In a book called God’s Assassins: State Terrorism in Argentina in the 1970s. by William and Patricia Marchak, the authors note that “terrorism is an instrument designed to frighten a larger population.

In contrast to the violence that typically precedes it, it is not designed merely to kill political opponents; it is intended to terrify people. There is no adequate explanation for the choice of victims; fear is engendered by unpredictability. a*| There are no rules. There is no certainty about what constitutes a trespass. It seems that anyone could be in the wrong, anyone could be a victim.”

This definition is brought to startling reality when Ms. Baez recounts how her son’s offense was playing football in the street with his brothers when the ball hit the police cruiser. The reality becomes even more grim when a police office explains that if the officers who shot at Amadou Diallo had really thought he was a rape suspect, as they claimed, the correct procedure would have been to call their suspicions in via radio before exiting their cruiser-no call was ever made.

The complicity of the state apparatus becomes manifest when the police released a report stating that Baez died of asthma-even though he had no history of the ailment. Only when the family hired an independent coroner was the public made aware that the police department applicant died of strangulation.

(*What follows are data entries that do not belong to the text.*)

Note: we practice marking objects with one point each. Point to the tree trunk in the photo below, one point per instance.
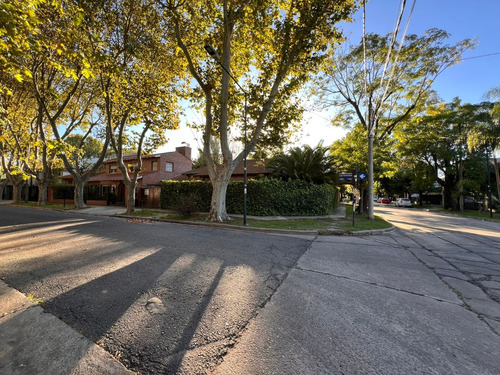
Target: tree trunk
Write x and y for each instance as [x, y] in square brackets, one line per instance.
[42, 192]
[497, 174]
[16, 191]
[79, 201]
[131, 198]
[461, 187]
[218, 211]
[448, 200]
[371, 214]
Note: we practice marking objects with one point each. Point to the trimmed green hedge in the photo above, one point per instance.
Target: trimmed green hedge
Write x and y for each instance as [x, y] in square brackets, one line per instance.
[266, 197]
[62, 191]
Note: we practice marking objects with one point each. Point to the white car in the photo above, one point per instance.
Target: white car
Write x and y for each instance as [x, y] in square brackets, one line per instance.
[403, 202]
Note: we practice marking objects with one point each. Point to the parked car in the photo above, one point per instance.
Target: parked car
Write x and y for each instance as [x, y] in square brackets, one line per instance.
[403, 202]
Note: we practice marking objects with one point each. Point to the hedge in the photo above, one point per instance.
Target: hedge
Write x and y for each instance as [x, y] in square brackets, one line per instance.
[266, 197]
[63, 191]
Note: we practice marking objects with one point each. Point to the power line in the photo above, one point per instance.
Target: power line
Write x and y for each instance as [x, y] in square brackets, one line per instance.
[477, 57]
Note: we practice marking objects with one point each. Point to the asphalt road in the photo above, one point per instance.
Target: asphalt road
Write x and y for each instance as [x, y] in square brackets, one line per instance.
[167, 298]
[161, 298]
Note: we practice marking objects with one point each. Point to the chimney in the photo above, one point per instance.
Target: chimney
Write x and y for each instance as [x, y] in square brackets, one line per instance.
[184, 150]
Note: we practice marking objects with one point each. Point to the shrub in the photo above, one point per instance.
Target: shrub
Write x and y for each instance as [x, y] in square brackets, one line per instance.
[186, 205]
[266, 197]
[63, 191]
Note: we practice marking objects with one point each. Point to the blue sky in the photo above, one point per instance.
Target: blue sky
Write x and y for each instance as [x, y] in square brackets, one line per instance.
[463, 19]
[469, 80]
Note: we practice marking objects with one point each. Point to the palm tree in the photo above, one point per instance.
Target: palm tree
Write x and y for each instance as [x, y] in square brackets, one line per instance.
[313, 165]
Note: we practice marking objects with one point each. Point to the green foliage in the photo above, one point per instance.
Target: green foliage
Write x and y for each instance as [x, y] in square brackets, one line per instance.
[308, 164]
[266, 197]
[187, 205]
[63, 191]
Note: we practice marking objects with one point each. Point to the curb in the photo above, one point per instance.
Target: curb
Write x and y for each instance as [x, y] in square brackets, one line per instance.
[33, 341]
[222, 226]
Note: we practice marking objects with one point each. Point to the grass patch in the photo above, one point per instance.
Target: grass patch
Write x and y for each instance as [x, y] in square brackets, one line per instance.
[469, 213]
[362, 222]
[146, 213]
[49, 206]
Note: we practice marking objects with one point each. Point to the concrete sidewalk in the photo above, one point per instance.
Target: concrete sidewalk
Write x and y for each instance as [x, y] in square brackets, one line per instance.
[355, 305]
[34, 342]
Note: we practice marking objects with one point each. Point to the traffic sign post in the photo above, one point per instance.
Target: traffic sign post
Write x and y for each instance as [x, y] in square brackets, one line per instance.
[355, 194]
[346, 176]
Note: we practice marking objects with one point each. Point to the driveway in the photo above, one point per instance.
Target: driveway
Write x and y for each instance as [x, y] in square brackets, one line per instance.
[165, 298]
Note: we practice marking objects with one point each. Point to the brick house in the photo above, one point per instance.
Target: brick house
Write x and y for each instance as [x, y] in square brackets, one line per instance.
[155, 169]
[256, 168]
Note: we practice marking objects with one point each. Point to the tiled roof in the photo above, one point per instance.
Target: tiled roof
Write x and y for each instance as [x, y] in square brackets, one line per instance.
[110, 177]
[254, 167]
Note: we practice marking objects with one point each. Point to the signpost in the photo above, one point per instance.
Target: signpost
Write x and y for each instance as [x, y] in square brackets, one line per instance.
[361, 176]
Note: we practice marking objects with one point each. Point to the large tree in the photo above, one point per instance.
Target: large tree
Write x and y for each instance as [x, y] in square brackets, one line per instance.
[350, 154]
[138, 72]
[381, 81]
[438, 137]
[61, 76]
[271, 48]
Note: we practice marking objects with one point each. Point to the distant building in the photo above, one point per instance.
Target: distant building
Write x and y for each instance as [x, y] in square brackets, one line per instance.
[155, 169]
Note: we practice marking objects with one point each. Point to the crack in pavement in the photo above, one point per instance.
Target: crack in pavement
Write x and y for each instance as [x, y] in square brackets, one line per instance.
[377, 285]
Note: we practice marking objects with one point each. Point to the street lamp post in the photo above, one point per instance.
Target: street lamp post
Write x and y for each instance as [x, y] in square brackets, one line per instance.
[489, 181]
[213, 53]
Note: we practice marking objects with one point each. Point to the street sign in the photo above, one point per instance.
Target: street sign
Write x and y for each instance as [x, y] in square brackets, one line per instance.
[346, 176]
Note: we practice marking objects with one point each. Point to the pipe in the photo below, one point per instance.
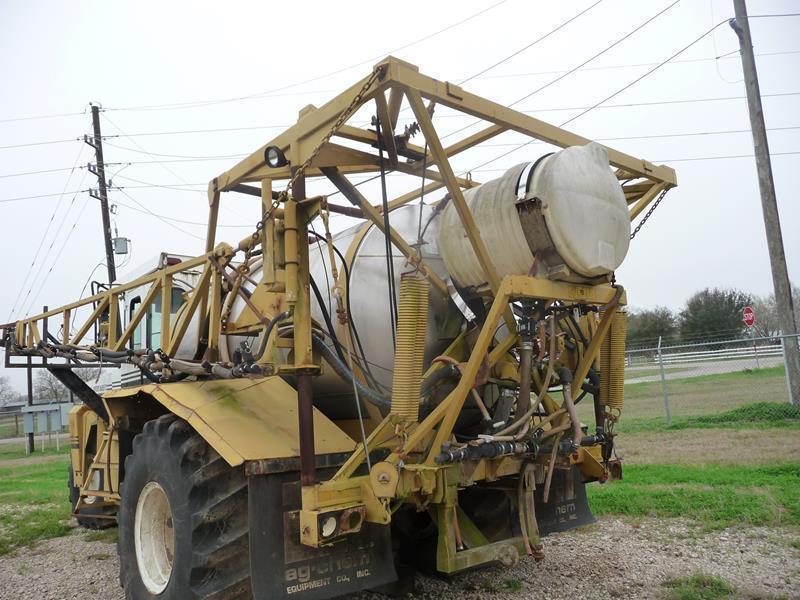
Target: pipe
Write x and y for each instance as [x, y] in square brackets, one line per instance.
[268, 331]
[548, 376]
[525, 357]
[566, 383]
[475, 396]
[342, 371]
[550, 467]
[305, 415]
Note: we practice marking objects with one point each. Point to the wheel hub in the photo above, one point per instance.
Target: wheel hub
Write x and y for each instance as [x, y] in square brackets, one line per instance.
[154, 537]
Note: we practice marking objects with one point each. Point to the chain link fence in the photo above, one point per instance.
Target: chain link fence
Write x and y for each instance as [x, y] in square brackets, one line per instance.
[682, 381]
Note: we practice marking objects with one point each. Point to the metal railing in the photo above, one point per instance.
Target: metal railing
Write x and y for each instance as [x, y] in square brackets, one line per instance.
[702, 378]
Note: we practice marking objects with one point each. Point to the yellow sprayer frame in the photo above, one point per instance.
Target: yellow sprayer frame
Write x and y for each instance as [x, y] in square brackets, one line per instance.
[312, 142]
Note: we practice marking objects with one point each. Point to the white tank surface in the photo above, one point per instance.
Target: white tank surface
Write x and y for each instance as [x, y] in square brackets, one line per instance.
[567, 209]
[369, 294]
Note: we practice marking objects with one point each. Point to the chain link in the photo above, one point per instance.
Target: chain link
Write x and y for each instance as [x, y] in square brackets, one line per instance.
[649, 212]
[244, 268]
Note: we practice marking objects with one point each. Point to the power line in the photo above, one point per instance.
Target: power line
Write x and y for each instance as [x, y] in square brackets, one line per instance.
[575, 68]
[672, 160]
[129, 149]
[58, 254]
[658, 136]
[201, 103]
[37, 117]
[39, 143]
[183, 221]
[616, 93]
[44, 235]
[159, 217]
[530, 45]
[50, 247]
[632, 65]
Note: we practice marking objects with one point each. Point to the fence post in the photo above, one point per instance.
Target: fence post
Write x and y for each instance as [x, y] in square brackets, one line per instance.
[786, 368]
[755, 350]
[664, 384]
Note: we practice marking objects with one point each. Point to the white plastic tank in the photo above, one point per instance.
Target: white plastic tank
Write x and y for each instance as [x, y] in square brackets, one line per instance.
[567, 208]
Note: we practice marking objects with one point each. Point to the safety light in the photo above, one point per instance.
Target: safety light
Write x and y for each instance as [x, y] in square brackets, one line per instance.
[275, 157]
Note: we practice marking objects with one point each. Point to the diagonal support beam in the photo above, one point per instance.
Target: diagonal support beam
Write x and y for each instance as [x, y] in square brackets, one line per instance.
[351, 192]
[440, 159]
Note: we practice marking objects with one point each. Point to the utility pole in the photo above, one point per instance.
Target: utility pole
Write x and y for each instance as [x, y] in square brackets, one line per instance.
[99, 170]
[769, 205]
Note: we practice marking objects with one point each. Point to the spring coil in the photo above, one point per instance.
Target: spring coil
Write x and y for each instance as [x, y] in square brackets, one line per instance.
[412, 326]
[612, 363]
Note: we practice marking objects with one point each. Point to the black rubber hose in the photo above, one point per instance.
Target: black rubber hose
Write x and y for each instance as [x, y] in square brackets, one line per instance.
[279, 317]
[326, 315]
[344, 372]
[365, 364]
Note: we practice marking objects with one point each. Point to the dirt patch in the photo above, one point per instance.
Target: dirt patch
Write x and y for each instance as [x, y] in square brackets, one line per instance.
[706, 446]
[613, 559]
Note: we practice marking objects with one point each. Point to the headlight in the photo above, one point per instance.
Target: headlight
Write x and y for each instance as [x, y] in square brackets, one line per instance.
[275, 157]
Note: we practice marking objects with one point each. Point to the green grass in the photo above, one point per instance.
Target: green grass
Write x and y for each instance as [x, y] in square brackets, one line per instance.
[17, 450]
[715, 496]
[756, 415]
[637, 373]
[691, 397]
[698, 587]
[33, 504]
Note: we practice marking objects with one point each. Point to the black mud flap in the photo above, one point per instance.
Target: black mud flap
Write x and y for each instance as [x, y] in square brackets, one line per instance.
[567, 507]
[282, 567]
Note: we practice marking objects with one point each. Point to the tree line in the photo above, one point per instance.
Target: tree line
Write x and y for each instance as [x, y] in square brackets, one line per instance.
[46, 388]
[710, 314]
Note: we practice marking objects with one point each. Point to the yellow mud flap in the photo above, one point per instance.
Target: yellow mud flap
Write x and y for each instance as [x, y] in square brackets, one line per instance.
[242, 419]
[567, 507]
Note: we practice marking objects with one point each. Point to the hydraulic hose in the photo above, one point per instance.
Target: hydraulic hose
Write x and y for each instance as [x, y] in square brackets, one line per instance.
[279, 317]
[341, 369]
[475, 396]
[566, 384]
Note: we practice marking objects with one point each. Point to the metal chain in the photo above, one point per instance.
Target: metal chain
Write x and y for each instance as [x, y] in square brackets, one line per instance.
[244, 268]
[649, 212]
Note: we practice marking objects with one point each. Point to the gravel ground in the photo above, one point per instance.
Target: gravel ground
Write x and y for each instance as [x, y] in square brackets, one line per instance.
[612, 559]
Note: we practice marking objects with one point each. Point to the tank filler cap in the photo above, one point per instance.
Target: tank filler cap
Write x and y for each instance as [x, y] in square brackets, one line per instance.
[584, 208]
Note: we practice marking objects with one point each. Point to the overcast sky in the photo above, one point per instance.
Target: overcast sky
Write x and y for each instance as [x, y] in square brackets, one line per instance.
[133, 58]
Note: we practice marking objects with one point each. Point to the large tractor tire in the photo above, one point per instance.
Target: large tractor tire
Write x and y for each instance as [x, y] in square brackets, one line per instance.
[183, 530]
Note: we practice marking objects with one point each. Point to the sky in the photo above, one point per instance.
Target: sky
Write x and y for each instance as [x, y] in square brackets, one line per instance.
[161, 71]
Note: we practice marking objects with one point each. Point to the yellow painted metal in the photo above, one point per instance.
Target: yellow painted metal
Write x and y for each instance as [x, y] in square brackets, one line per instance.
[412, 325]
[646, 199]
[166, 305]
[137, 316]
[244, 419]
[373, 215]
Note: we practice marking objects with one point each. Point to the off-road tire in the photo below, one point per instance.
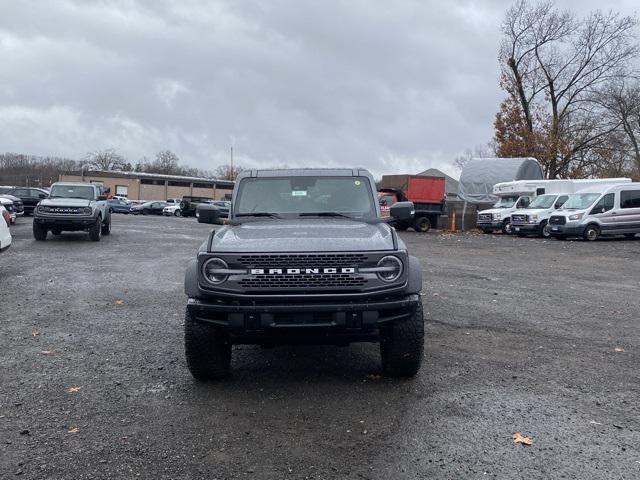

Gideon Busch’s trial had strong problems since several of the jurors had ties to the police department-this is the basis for an appeal of the trial. Similarly, the officer who strangled Baez had fifteen Civilian Complaint Review Board complaints, yet his captain countermanded orders to remove him from his precinct. Yet at his trial, while stating that “there is a nest of perjury in this trial,” after hearing the officers’ give testimony which has put some of them behind bars for sworn falsehoods, the judge dismissed the case against the strangler.

Yet the three mothers press on. They have a noble precedent in Argentina. For twenty-three years, the Mothers of the Plaza de Mayo–also known as the Mothers of the Disappeared– the 30,000-plus who disappeared during the military dictatorships in the 1960s, 1970s, and early 1980s– have marched on Thursday afternoons in front of Government House, where Argentina’s president lives.

Last month, several of the Argentinean mothers came to New York to campaign against the Rockefeller Drug Laws which have placed many mothers’ children behind bars for more than fifteen years for a first narcotics violation.

Perhaps their diligence can help the three mothers chronicled in Every Mother’s Son. Even though the U.S. Justice Department refused to press civil rights charges against the officers who fired 41 times at her son, Kadiatou Diallo, who recently was supported by Mayor Bloomberg in her quest for permanent resident status to stay in the U.S. to continue her fight, says at the end of the film, “At the end of the day, I can stand up and say I did something.